Yukarıda saymış olduğumuz bölge idare mahkemesi tarafından verilen kararlar temyiz edilebilir. Anlaşılacağı üzere yukarıda sayılan davalar bölge idare mahkemesinin kararı ile kesin karar olmayacaktır. Örneğin meslekten çıkarma işlemi ile ilgili kararlara karşı temyiz yoluna başvuru yapılabilecektir.
İstinaftan Sonra Ne Olur?
İstinaftan sonra, daha doğru tabir ile istinaf mahkemesi kendisine yapılan başvuruyu maddi ve hukuki yönden inceleyecektir. Maddi yönden inceleme yapan istinaf mahkemesi ilk derece mahkemesi gibi yapılan başvuruyu önce ön icelemeye tabi tutacak ve 2577 sayılı idari yargılama usulü kanununun 3. Ve 4. Maddelerine göre şekil şartlarını taşıyıp taşımadığını inceleyecektir.
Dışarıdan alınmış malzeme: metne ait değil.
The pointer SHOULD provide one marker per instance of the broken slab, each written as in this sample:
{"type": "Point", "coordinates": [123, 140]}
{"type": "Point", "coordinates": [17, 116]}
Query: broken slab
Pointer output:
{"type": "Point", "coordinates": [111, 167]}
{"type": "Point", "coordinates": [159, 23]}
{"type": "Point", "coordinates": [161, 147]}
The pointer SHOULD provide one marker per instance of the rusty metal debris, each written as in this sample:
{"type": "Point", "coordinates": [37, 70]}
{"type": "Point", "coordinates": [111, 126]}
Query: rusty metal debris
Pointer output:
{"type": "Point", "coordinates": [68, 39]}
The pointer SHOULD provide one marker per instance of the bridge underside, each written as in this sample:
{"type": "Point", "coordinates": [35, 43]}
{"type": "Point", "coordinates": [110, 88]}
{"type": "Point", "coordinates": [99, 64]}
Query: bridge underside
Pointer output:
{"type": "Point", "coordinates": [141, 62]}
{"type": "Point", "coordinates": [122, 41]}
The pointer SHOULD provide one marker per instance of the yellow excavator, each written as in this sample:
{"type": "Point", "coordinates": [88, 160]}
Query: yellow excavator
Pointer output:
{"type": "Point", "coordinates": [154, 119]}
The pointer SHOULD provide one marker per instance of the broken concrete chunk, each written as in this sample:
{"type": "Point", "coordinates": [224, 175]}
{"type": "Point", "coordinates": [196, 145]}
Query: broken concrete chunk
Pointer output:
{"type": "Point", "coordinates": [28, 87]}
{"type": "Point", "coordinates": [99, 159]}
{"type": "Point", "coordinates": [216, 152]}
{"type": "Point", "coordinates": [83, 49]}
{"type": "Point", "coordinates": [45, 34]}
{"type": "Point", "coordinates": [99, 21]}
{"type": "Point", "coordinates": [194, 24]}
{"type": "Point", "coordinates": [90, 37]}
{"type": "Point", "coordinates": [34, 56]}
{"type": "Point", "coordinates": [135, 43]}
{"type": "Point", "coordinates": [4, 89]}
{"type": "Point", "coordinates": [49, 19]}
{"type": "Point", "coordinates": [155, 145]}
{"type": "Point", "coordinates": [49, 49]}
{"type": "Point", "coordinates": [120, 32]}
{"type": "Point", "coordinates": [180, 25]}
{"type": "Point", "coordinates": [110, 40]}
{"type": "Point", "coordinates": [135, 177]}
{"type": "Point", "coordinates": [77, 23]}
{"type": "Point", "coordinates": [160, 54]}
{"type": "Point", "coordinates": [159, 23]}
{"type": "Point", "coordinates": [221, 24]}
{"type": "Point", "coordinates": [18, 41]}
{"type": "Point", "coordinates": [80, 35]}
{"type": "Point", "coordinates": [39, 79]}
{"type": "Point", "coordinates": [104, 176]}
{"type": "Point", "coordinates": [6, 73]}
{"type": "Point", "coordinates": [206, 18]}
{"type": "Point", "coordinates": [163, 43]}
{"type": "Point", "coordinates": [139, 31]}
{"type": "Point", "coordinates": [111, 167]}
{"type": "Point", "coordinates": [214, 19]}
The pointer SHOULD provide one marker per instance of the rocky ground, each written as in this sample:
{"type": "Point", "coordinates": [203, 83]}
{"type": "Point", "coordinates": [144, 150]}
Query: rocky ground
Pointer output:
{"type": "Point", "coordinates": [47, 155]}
İlk derece mahkemesinin ilk inceleme üzerine verdiği kararalara karşı yapılan istinaf başvurusu sonrasından verilecek kararla, ilk derece mahkemesinin esasa ilişkin verdiği kararlara karşı yapılacak istinaf başvurusu sonrası verilecek kararlar birbirinden farklı olacaktır. ilk inceleme üzerine verilen kararlara karşı yapılan istinaf başvurusunu istinaf mahkemesi eğer haklı bulursa, örneğin davaya görevsiz veya yetkisiz mahkeme yahut reddedilmiş veya yasaklanmış hâkim tarafından bakılmış olması hâllerinde, istinaf başvurusunun kabulü ile ilk derece mahkemesi kararının kaldırılmasına karar vererek dosyayı ilgili mahkemeye gönderecektir. Örneğin süre aşımı nedeniyle ilk derece mahkemesinde verilen kararlara karşı istinaf kanun yoluna başvurulduğunda, istinaf mahkemesi kararı ilk inceleme usulüne göre inceleyecek ve süre aşımı olmadığına kanaat getirirse dosyayı yeniden yargılama yapılması için ilk derece mahkemesine gönderecektir. Bunun haricinde ilk inceleme usulüne karşı herhangi bir istinaf başvurusu olmayıp da işin esası hakkında bir karar verilmişse ve bu karar istinaf edilmiş ise bu durumda bölge idare mahkemesi esas hakkında yeni bir karar verecektir. Bu karar ya ilk derece mahkemesi kararının kaldırılması olacaktır ya da ilk derece mahkemesi kararının hukuka uygun olduğuna kanaat getirildiğinden istinaf kanun yoluna başvurunun reddi olacaktır. Bundan başka yukarıdaki maddede yer vermiş olduğumuz kararlar haricindeki kararlar kesin olduğundan dolayı temyiz incelemesine tabi olmayacaktır. Örneğin sicil iptal davasına ilişkin istinaf kanun yoluna başvuru yapılmış ise istinaf mahkemesinin vereceği karar kesin karar olacaktır. Ya da vatandaşlık başvurusunun reddi işlemi ile ilgili istinafa başvuru yapılmış ise istinaf mahkemesinin vereceği karar yine kesin karar olacaktır. Burada dikkat edilmesi gereken ise kesin karardan sonra olağan kanun yolları tüketildiğinden dolayı artık sadece Anayasa Mahkemesi bireysel başvuru yolunun açık olduğudur.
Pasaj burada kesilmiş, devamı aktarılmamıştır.